Lifted Up and Sliding Down. Relatively young (Pliocene) sedimentary formations have been lifted by recent tectonic activity and exposed at the Centerville Beach Landsclide in Humboldt County. The weathered material slides down to the beach relatively quickly to join sediment transported and deposited by northern California streams and rivers. Note the wider beach near the top of the photo, where Fleener Creek flows out to the sea.
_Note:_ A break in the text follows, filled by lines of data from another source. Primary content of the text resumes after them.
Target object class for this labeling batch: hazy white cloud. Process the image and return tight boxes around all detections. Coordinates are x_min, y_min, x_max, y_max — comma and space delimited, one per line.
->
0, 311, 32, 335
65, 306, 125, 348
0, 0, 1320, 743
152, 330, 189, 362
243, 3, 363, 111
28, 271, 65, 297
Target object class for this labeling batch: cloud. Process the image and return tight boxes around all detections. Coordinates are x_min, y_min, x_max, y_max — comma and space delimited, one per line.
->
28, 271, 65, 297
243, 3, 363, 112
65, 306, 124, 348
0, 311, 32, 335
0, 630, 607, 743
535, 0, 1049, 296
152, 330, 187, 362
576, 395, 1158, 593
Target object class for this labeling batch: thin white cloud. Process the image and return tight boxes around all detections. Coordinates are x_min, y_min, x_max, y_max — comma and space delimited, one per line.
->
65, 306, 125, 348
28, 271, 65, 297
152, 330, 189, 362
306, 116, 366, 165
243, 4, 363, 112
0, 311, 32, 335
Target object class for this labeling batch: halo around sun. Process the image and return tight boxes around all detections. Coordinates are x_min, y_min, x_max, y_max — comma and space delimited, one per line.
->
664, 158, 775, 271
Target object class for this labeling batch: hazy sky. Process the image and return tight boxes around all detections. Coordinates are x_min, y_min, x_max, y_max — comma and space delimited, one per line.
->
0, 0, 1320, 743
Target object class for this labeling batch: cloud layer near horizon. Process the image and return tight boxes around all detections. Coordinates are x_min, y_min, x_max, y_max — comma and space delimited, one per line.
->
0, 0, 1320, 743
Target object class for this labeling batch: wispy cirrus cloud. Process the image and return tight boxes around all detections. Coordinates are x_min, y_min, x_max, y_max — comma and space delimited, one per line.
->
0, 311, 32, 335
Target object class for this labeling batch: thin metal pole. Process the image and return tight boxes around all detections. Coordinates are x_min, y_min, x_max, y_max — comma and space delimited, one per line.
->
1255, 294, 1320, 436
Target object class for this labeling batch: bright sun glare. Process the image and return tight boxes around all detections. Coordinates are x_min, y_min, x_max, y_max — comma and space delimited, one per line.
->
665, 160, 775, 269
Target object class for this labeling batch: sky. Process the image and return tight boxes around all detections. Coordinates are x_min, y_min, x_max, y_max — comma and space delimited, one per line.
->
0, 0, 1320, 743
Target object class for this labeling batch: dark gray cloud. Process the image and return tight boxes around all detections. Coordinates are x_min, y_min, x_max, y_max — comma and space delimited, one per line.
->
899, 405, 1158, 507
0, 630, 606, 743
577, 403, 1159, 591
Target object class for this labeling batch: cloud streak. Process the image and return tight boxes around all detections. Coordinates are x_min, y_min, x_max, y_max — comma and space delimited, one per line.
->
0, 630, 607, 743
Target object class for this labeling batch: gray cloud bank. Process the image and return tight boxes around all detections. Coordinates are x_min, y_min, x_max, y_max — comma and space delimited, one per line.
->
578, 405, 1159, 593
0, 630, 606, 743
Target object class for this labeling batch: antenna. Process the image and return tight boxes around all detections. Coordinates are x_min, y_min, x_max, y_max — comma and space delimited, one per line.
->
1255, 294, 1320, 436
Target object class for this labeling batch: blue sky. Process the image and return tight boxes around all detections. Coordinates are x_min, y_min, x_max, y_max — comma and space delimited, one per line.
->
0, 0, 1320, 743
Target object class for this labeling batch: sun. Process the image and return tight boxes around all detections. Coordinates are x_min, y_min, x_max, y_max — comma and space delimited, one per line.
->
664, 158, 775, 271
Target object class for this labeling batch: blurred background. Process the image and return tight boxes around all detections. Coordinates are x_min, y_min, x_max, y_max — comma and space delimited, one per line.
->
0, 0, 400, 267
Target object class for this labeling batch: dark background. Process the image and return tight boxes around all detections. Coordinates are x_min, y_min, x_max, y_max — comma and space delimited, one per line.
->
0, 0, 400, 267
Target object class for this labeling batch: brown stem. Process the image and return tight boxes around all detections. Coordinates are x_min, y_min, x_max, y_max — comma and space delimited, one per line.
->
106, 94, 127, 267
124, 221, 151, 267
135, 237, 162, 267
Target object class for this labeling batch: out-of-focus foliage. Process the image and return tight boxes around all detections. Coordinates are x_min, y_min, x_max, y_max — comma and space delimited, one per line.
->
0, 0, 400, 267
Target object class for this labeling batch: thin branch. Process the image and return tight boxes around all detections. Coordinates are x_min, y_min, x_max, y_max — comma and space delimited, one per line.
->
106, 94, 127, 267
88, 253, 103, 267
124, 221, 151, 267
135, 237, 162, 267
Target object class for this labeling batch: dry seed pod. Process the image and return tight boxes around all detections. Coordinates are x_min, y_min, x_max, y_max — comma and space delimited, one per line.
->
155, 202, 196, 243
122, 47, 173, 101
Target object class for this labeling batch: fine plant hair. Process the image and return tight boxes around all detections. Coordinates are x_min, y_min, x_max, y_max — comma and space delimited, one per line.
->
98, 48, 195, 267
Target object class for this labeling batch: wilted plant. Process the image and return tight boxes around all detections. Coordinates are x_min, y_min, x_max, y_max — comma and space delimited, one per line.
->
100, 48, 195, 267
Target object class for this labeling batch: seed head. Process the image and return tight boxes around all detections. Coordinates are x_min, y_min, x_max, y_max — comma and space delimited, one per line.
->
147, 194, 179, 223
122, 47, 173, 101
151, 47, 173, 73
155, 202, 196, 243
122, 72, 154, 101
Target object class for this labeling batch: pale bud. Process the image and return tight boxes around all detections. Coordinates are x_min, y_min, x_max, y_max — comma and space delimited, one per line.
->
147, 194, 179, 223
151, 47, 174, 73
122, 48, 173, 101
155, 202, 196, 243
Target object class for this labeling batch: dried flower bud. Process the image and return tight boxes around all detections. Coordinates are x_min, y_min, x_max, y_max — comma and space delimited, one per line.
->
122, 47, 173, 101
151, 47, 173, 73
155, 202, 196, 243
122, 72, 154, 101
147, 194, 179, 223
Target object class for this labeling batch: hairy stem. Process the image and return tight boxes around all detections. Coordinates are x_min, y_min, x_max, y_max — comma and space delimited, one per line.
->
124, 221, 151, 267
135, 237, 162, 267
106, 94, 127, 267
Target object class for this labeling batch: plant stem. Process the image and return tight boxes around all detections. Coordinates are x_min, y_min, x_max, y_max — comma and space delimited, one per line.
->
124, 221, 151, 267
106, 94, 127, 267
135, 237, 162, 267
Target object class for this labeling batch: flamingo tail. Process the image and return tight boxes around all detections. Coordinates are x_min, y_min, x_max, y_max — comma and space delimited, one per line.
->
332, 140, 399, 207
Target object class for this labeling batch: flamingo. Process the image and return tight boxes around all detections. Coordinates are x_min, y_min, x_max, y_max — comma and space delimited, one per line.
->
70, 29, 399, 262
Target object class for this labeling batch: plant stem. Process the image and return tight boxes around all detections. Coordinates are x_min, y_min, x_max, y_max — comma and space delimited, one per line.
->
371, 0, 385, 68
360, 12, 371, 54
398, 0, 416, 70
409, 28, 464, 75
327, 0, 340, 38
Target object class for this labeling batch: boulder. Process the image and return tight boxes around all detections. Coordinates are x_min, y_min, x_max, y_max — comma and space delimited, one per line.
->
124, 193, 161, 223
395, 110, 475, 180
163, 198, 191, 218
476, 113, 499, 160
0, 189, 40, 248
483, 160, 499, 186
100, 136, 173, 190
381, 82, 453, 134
You can now see how this sand grain story is so powerfully connected to our previous web page story, as we followed a California water drop. You might also notice how erosional and depositional environments can change drastically over time and along the way as stream velocities accelerate on steeper slopes and decelerate through flatter terrain with lower relief. Human obstructions, such as dams, can also create barriers that block our sand and other sediments from getting to their base levels (in this case, sea level). Such upstream structures may result in accelerated erosion within sediment-poor stream channels and on beaches downstream from the obstructions that have trapped debris. Changes in plant cover, especially in and around riparian plant communities, can also drastically alter sediment loads of streams. The best example of this is when a wildfire strips away protective biomass, leaving a surface far more vulnerable to rain drop impacts and debris flows that violently carry loose materials downslope. California streams and rivers produce some of the greatest sediment yields /area in the world during winter storms that can follow on the heels of these fire seasons, when accelerated erosion rules. 

Dams as Barriers to Sediment. The Rindge family built the Malibu Rindge Dam in the 1920’s. Its reservoir filled with sediment carried by Malibu Creek within a few decades and it was never fully functional. Malibu Creek might not look like much during the dry season, but it can become a raging torrent with very high sediment loads during winter storms. The sediment trapped behind the dam was destined for Malibu Lagoon and today’s world-famous Malibu Surfrider Beach. Many other beaches along California’s coast have been starved of sand and become more erosional due to such upstream obstructions. This is among several of the state’s obsolete and useless dams that have been targeted for demolition to restore their streams’ ecosystems and allow migrating fish to return and spawn. Enormous costs have slowed such restoration projects.
Sediment Trap. This close-up of Malibu Rindge Dam shows what was designed to be a reservoir for water. Instead, it quickly became a reservoir of trapped sediment that never made it to the beach. One way or another, time and gravity will win. The best outcome is that the useless dam is gradually demolished so that a restored Malibu Creek can resume carrying sediment that will nourish Malibu Beach.
Too Close for Comfort. Too many structures along the California coast have been built (by short-term thinking developers) too close to the ocean. As sea levels rise and sand-starved beaches are eroded, locals turn to building giant rock barriers and walls to protect them from the inevitable destruction that will occur when storms hit during high tides. But the barriers themselves increase waves’ erosive energy, particular on each end of the structures, often causing more accelerated erosion that destroys what’s left of a beach. This image of a barrier made of rip rap was taken during a summer low tide on Imperial Beach, but it could be in parts of Malibu, Stinson, or a few other unfortunate Golden State beaches.  You will likely see one of these beach barriers, complete with crashing waves, starring on the evening news during future winter storms.